Entrika iddiası iftiradır
> Padişah anneleri için ‘devlet işlerine karıştılar, entrikalar çevirdiler’ şeklindeki inanış ne kadar doğru?
-Bu kesinlikle doğru değil. Gerçekte devlet sadrazam ve ekibi eliyle yönetilir ama sembolik de olsa bu valide sultanın resmî bir görevidir. Protokolde ikinci insan Valide Sultandır. Mesela Amerika’da halen “First Lady” tabiri var. First Lady’nin Beyaz Saray’da bürosu ve kadrosu var, onun yapacağı birtakım işler var. Bu kadınlar için şimdi “devlet işlerine karışıyor” diyemezsiniz. Hakkıdır ve görevidir. Dolayısıyla oğlu 8-9 yaşında tahta çıktığı için, o belli bir yaşa gelene kadar saltanat naibesi sıfatıyla birtakım valide sultanlar devlet işlerine görevleri icabı müdahil olmuşlar. Valide sultanlardan bazıları, devlet işlerinde belki hata yapmış da olabilirler. Ama “hata yapmışlardır” demekle “entrika çevirdiler, devleti yıkmak için planlı şekilde uğraştılar” demek arasında çok büyük fark var. Bunlar iftiradır. Hangi anne oğlunun başında bulunduğu devleti yıkmak için plan yapar?
> Konuyu biraz daha açabilir miyiz? Valide Sultanların devlet işlerinde belli bir görevleri var mıydı?
-Osmanlı’da şu anda bize “bu kadarı da olmaz” dedirtecek kadar her şey kayıt altına alınmıştır. Yani falan yıl, falan gün pazardan saray için 10 kilo et alındıysa, bunun kaydını şu an bulabilirsiniz.

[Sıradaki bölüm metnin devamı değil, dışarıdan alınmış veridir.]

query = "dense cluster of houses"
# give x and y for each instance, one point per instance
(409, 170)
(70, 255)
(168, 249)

Herkesin aldığı maaşın, devlet için harcadıkları yerlerin kayıtları hâlâ mevcuttur. Padişah anneleri de protokolde padişahtan sonra gelen kimseler oldukları için yüksek maaş alırlardı. Aynı zamanda memleketin çeşitli yerlerinde kendilerine tahsis edilmiş hasları yani çiftlikleri vardı. Buralardan gelen gelirleri ile biriken servetlerini hep hayır işleri için harcamışlar. Osmanlı ülkesinin her yerinde, cami, hastane, köprü, çeşme, hamam, mektep, medrese, bazen de bunların tamamını bünyesinde bulunduran muazzam külliyeler yaptırmışlar. Bunların birçoğu şu anda da hâlâ ayakta.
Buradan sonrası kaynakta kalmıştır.